Gentili Signori, l'episodio mi fa pensare che nella storia ci sono strane coincidenze ... aprile 1303 Nasce a Roma l’Università la Sapienza per volere di Papa Bonifacio VIII … settembre 1303 Anagni: schiaffo al Sommo Pontefice Bonifacio VIII ... gennaio 2008 – Roma (Un. La Sapienza) : schiaffo al Sommo Pontefice Benedetto XVI L’Università la Sapienza è la più grande d’Europa e fra le prime al mondo per numero di studenti (circa 150.000). Nacque a Roma il 20 aprile 1303 per volere di Papa Bonifacio VIII. Pochi mesi dopo, il 7 settembre 1303 viene collocato l’episodio dello “schiaffo di Anagni” che, vero o presunto che sia, ha un alto valore simbolico dato che rappresenta la più grave onta mai inflitta ad un Papa e fu l’epilogo di una serie di eventi che segnarono la fine del medioevo cristiano.

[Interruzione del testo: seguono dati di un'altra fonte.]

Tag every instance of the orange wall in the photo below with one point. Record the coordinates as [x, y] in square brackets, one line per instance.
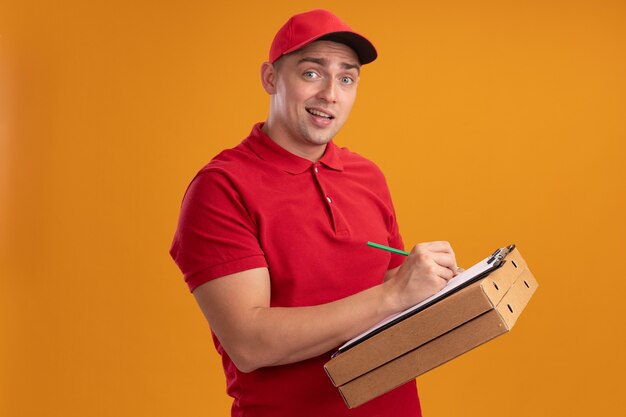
[495, 122]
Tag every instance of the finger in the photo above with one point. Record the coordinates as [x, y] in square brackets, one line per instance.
[446, 260]
[444, 273]
[438, 246]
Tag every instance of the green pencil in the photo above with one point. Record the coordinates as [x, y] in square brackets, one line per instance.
[387, 248]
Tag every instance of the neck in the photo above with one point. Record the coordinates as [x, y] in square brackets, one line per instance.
[312, 152]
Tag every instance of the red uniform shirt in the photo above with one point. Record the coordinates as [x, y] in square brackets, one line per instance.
[257, 205]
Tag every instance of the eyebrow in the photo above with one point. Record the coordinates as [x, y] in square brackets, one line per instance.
[324, 62]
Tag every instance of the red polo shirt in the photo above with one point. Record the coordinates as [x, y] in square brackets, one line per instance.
[257, 205]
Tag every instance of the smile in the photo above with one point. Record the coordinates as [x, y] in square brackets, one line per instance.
[319, 113]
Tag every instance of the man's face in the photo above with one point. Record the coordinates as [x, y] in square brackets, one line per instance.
[315, 88]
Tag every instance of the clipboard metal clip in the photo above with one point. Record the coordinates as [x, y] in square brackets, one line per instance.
[499, 255]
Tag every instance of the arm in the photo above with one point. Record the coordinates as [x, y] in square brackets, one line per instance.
[255, 335]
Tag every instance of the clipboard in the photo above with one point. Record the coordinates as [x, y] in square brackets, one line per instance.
[473, 274]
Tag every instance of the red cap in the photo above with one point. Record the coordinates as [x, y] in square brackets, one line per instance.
[304, 28]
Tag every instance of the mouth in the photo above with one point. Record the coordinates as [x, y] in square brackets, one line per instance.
[319, 113]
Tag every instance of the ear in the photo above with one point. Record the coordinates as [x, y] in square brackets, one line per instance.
[268, 77]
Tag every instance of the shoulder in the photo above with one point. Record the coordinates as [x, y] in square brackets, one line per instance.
[355, 161]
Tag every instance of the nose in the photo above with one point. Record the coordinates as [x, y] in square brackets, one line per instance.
[328, 91]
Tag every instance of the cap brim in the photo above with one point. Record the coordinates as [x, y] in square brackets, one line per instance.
[360, 44]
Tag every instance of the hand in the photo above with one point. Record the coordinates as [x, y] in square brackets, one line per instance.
[427, 269]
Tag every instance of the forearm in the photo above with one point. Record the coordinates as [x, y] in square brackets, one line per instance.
[284, 335]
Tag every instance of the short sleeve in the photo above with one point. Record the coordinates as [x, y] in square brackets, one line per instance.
[216, 236]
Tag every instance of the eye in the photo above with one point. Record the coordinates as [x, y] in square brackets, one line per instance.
[311, 75]
[346, 80]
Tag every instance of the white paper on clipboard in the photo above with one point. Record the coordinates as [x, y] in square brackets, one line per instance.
[476, 271]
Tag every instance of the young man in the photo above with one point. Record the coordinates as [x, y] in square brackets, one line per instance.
[272, 236]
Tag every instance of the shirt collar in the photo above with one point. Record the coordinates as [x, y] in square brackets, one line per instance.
[270, 151]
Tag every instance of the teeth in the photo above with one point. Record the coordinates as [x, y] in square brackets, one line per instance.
[319, 113]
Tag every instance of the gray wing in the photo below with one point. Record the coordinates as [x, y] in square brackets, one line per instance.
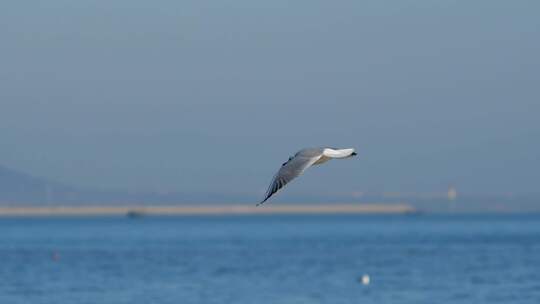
[291, 169]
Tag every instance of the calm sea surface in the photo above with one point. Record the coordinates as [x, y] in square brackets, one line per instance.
[271, 259]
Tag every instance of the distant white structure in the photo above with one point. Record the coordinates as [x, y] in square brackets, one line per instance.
[365, 279]
[452, 193]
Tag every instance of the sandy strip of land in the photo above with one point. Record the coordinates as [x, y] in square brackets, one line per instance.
[206, 210]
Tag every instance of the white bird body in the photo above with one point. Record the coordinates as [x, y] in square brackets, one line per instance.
[303, 159]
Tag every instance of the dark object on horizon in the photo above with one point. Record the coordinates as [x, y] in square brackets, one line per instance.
[135, 214]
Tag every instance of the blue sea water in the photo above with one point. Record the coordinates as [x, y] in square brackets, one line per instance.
[271, 259]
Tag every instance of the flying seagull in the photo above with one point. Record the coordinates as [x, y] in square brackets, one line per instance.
[297, 164]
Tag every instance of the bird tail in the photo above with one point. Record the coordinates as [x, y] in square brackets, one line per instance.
[263, 201]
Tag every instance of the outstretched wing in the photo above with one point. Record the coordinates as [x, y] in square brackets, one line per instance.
[291, 169]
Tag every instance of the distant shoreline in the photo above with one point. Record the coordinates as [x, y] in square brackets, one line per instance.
[137, 211]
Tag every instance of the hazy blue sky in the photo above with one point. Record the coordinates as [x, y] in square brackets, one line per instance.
[213, 96]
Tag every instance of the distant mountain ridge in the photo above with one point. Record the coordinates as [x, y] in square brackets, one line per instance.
[21, 189]
[17, 188]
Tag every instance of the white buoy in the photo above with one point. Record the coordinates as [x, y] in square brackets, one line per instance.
[365, 279]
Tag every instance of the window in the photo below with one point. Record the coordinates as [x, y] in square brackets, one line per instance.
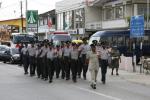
[109, 13]
[142, 9]
[119, 12]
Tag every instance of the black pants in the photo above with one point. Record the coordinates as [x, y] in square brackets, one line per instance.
[57, 66]
[104, 64]
[32, 65]
[74, 68]
[62, 65]
[51, 69]
[25, 63]
[79, 70]
[84, 65]
[67, 67]
[38, 65]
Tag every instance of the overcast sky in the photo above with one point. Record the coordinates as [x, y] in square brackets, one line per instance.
[11, 8]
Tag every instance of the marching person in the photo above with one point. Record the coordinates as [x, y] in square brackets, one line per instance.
[104, 62]
[74, 62]
[66, 55]
[93, 59]
[50, 64]
[115, 57]
[38, 60]
[25, 58]
[44, 67]
[83, 49]
[31, 51]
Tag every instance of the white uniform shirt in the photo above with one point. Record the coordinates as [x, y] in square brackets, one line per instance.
[31, 51]
[50, 54]
[24, 50]
[74, 54]
[104, 54]
[44, 51]
[67, 51]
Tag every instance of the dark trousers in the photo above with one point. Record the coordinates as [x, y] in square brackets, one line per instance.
[45, 68]
[79, 70]
[25, 63]
[84, 65]
[104, 64]
[51, 68]
[67, 67]
[32, 65]
[62, 65]
[38, 65]
[57, 66]
[74, 68]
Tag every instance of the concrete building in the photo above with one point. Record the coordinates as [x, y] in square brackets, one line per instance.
[88, 16]
[47, 23]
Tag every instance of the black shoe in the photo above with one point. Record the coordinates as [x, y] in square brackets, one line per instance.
[112, 73]
[45, 79]
[84, 78]
[94, 86]
[117, 74]
[103, 82]
[50, 81]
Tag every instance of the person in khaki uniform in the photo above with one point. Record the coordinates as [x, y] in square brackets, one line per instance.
[93, 59]
[115, 56]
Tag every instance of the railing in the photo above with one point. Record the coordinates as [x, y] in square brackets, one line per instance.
[94, 25]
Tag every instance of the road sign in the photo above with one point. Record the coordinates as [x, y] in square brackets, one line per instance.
[32, 20]
[137, 26]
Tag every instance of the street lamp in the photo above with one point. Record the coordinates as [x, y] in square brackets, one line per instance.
[148, 1]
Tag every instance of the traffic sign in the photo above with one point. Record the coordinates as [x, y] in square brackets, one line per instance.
[137, 26]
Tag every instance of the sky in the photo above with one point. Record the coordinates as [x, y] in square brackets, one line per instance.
[10, 9]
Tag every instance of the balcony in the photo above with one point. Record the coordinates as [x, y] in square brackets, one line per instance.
[94, 25]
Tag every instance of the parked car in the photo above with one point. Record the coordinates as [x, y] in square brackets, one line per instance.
[3, 48]
[11, 55]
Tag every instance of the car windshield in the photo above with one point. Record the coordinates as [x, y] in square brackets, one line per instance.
[62, 37]
[15, 51]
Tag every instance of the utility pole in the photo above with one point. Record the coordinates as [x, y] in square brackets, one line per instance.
[26, 15]
[21, 17]
[148, 14]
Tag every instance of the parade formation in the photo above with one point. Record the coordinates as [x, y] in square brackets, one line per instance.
[69, 60]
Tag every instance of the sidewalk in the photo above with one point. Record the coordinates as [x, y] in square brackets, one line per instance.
[139, 78]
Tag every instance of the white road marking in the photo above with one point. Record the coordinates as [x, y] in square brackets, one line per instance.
[97, 93]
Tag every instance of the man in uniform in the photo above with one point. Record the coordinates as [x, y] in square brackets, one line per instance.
[44, 68]
[66, 54]
[74, 62]
[50, 64]
[25, 57]
[31, 51]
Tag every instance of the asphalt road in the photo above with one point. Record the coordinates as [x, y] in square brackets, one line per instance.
[14, 85]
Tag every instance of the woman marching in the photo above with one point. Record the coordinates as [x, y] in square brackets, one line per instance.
[93, 60]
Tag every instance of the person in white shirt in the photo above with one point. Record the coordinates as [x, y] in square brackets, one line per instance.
[31, 53]
[74, 62]
[25, 58]
[66, 55]
[104, 55]
[93, 63]
[50, 63]
[83, 49]
[44, 68]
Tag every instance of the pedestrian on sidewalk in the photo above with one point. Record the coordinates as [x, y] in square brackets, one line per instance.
[93, 64]
[104, 55]
[115, 57]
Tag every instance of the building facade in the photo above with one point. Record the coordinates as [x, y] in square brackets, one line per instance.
[46, 24]
[88, 16]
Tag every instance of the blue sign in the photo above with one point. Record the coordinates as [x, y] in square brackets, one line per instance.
[137, 26]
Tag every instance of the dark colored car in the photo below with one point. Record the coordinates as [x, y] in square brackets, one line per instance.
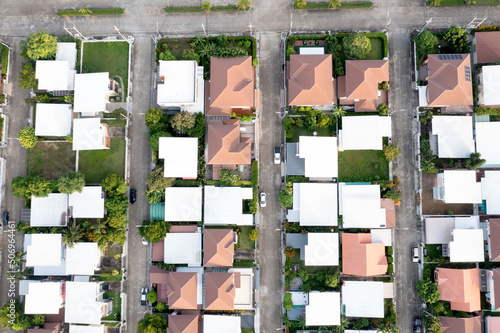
[133, 195]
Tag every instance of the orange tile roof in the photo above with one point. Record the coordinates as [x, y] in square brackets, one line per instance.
[460, 287]
[311, 80]
[488, 46]
[220, 289]
[232, 82]
[447, 83]
[362, 258]
[182, 290]
[218, 247]
[225, 145]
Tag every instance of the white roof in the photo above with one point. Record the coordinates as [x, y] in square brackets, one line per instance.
[467, 245]
[322, 249]
[91, 92]
[88, 134]
[183, 248]
[181, 157]
[315, 204]
[81, 304]
[224, 205]
[179, 85]
[487, 138]
[53, 119]
[50, 211]
[320, 154]
[183, 204]
[489, 191]
[455, 136]
[360, 206]
[364, 299]
[221, 324]
[323, 309]
[87, 204]
[490, 86]
[364, 132]
[460, 186]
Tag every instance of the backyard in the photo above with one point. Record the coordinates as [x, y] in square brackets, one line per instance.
[51, 159]
[362, 166]
[97, 164]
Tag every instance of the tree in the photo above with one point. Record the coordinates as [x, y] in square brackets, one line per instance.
[152, 324]
[391, 151]
[357, 45]
[27, 79]
[39, 46]
[27, 137]
[183, 121]
[70, 182]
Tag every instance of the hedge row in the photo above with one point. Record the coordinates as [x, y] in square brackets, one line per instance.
[100, 11]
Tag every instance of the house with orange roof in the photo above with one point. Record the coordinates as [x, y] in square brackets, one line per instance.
[460, 287]
[359, 87]
[218, 247]
[231, 87]
[361, 257]
[449, 82]
[310, 80]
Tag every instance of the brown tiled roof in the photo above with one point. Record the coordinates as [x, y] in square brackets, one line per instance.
[488, 46]
[447, 84]
[310, 81]
[183, 324]
[225, 145]
[362, 258]
[218, 247]
[220, 289]
[232, 82]
[460, 287]
[460, 325]
[182, 290]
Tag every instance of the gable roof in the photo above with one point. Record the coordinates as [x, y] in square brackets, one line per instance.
[362, 257]
[232, 82]
[218, 247]
[460, 287]
[311, 81]
[448, 83]
[225, 145]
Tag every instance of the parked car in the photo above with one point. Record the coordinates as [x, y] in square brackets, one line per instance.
[133, 195]
[144, 296]
[277, 155]
[263, 200]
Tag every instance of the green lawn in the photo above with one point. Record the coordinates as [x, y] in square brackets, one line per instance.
[362, 166]
[97, 164]
[51, 160]
[109, 57]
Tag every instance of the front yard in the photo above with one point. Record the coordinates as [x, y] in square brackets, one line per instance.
[97, 164]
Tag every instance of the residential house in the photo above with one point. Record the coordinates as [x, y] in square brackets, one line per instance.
[360, 86]
[310, 80]
[460, 287]
[181, 157]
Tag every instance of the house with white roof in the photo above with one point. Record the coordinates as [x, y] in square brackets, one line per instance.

Dopo la morte di Bonifacio VIII, il papato uscì dall’Italia e fu trasferito ad Avignone e furono peseguitati coloro, come i Templari, che continuavano a sostenere il Papa umiliato. Seguirono anni di carestie e guerre, che ridussero la popolazione europea da 70 milioni di abitanti a 40 milioni di abitanti. Nei nostri giorni, a distanza di oltre 700 anni, un altro Sommo Pontefice viene schiaffeggiato e lo schiaffo proviene proprio da un Ateneo fondato da Bonifacio VIII ! Che ne sarà ora dell’Europa (ex)cristiana ? Troppi segni, come questo, confermano che l’Europa anticristiana, con il suo pseudo-laicismo, tradisce le sue radici culturali più profonde e si condanna da sola ad un futuro di lacrime e sangue o, peggio, a quel processo di islamizzazione teorizzato da Giselle Littman e più volte paventato da Oriana Fallaci. Grazie per l'attenzione.
bruno
02/09/09 18:04
....se il papa e la chiesa
....se il papa e la chiesa si limitassero a fare i metafisici e non volessero fare anche gli SCIENZIATI darebbero alla scienza quanto spetta alla scienza e alla teologia quanto spetta alla teologia,che NON è una scienza.Ricordate che la chiesa e la religione hanno portato alla morte migliaia di uomini con le guerre sante, le crociate, la santa inquisizione,ed oggi,anche se fortunatamente non ha più il potere di condannare al rogo, condanna la ricerca ed impone leggi e limiti, però vorrei vedere se un cardinale malato di tumore di affida a dio oppure ai dottori.cari scrittori non mi sembra una disputa equa e giusta.